The silver lining to the presidency of Donald Trump, thin though it currently seems, may be that its broad opposition will now be forced to muster more powerful arguments on its behalf. For many years, and certainly as Trump gathered support in 2016, liberals have defended the same political positions with the same boilerplate rhetoric, both of which failed to work on a crucial sector of the American electorate last time around. Yes, Trump’s rival won the popular vote, but even if Hillary Clinton had taken the White House, there would remain a dismaying number of unswayed Tea Party, alt-right fake news believers working against her. Herewith some suggestions on how Democrats, progressives, and activists can best take on – and perhaps take down – the American populist surge and its outrageous figurehead.
First, ditch the celebrities. Much of Donald Trump’s success is due to his media visibility and his Twitter spats with the likes of Meryl Streep and the cast of Saturday Night Live. Famous entertainers certainly have a right to speak their minds as citizens, but using show business personalities as spokespeople for dissent plays into Trump’s game, and reinforces the stereotype of Hollywood elites with whom ordinary folks can never identify. After all, the new president himself is a product of self-promotion, with no background in politics or serious public service – why should we trust others with the same lack of credentials? The most convincing of Trump’s critics will come from the ranks of the humble, the vulnerable, and the plain.
A more difficult adjustment for the anti-Trump cause will be to rethink identity politics. When the President and his minions sneer at “political correctness,” they mean that reasonable disputes between different groups are too easily cast as a conflict between the ignorant and the enlightened, or between oppressors and their victims. Right-wing populists don’t see it that way. For them, racism ought to mean something more deliberate than just any act, statement, or condition someone finds objectionable, and institutionalized sexism alone cannot explain why there aren’t more female CEOs. Given the historic American legal and cultural evolutions of the last fifty years, progressives who try to shame others into coming over to their side should now consider that tactic exhausted. It’s one thing to say that not enough has changed since the days of Jim Crow or Mad Men, but it’s something else to say that nothing’s changed at all. The injustices that motivated people in 1960 or 1975 have no obvious equivalents in 2017.

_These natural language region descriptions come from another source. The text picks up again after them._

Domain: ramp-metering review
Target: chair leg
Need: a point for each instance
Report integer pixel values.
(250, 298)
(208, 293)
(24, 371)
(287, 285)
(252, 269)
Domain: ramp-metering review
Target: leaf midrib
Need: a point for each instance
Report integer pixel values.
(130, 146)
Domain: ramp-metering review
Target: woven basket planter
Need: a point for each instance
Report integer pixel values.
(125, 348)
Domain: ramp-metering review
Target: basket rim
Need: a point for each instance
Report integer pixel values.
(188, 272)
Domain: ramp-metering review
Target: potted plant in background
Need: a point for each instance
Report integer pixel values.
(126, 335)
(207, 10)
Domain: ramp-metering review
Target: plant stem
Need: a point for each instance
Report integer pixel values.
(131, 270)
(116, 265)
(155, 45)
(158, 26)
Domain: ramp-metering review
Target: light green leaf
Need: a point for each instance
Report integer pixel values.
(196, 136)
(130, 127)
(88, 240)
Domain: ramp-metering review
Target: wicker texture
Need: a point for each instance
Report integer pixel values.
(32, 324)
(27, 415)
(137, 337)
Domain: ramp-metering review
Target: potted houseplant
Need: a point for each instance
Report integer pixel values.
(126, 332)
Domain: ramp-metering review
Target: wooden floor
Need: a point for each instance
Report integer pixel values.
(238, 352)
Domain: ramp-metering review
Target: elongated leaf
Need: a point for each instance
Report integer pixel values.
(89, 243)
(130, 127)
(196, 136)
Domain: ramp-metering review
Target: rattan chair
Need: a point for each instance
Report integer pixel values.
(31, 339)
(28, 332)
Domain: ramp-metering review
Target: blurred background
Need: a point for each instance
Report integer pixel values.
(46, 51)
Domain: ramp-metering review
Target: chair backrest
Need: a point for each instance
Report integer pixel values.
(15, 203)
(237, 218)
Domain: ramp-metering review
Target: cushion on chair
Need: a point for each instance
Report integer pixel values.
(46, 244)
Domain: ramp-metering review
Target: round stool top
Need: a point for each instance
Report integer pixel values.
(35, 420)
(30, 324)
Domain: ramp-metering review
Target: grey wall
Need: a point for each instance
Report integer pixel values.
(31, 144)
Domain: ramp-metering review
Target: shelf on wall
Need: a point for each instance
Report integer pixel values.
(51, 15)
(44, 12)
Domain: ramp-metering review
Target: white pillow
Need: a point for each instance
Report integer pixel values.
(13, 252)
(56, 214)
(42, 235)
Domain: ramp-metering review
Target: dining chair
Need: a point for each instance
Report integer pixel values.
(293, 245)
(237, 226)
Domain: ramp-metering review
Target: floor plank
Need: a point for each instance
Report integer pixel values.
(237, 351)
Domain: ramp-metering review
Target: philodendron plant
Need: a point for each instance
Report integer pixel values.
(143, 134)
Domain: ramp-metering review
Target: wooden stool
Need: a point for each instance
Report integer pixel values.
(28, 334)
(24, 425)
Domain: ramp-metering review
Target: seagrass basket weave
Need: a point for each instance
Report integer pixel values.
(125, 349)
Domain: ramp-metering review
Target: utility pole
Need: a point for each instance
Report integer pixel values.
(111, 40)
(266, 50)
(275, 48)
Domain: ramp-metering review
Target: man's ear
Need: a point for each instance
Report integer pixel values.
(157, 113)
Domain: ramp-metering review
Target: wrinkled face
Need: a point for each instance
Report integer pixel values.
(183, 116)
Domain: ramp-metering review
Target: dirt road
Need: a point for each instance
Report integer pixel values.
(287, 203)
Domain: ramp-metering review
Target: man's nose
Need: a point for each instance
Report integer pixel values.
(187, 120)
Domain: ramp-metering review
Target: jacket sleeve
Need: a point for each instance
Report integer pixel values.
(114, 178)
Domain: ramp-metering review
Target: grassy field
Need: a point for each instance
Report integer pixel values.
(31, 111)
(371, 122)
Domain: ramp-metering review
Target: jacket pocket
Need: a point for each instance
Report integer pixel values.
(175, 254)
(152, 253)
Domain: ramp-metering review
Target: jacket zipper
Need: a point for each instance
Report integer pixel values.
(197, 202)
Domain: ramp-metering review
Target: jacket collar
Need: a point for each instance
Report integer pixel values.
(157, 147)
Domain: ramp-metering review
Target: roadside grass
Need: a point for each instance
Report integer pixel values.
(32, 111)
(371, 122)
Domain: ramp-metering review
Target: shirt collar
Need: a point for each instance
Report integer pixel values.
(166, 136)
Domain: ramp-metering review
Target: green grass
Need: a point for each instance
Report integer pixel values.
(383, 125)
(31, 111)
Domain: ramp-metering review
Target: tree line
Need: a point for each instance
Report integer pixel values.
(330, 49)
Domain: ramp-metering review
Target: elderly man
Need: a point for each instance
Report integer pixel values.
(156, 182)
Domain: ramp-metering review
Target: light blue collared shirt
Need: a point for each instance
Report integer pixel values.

Beyond this must come a redefinition of what prejudice and discrimination really are. In a profile of first-time voters run in the New Yorker magazine on October 31 last year, one Trump backer observed, “For the past decade or two [the word ‘racist’ has] been used by people on the left as a kill shot. That just kills your argument, no matter what you’re trying to say. You’re a racist and therefore you’re evil and therefore you lose. But I think people are noticing that it doesn’t work that way anymore.” While Trump may have played to the resentments of straight white males, most of those probably don’t consider themselves homophobic, racist, or sexist; they aren’t all deplorable. Too often, liberals have airily dismissed any questioning of their social policies as mere bigotry, and thus weakened their ability to plead their cases solely on merit. When “racism” is attributed to the people now running the Academy Awards as glibly as to the people who once ran Alabama, the term itself loses its moral force. US conservatives will be better confronted over universal issues like the economy and the environment rather than the subjective grievances of any one community. Trump offers enough affronts to basic protocols of governance, and to the rule of law, that ordinary partisanship only undermines the case against him.
There is much to fear and loathe in President Donald Trump, the government he leads, and the constituency behind him. But only by developing a solid case against them all, rather than deploying an old arsenal of outspoken movie stars, open-ended complaint, and the scolding of the rights lobby, will they be defeated in the way they deserve to be. Good night and good luck.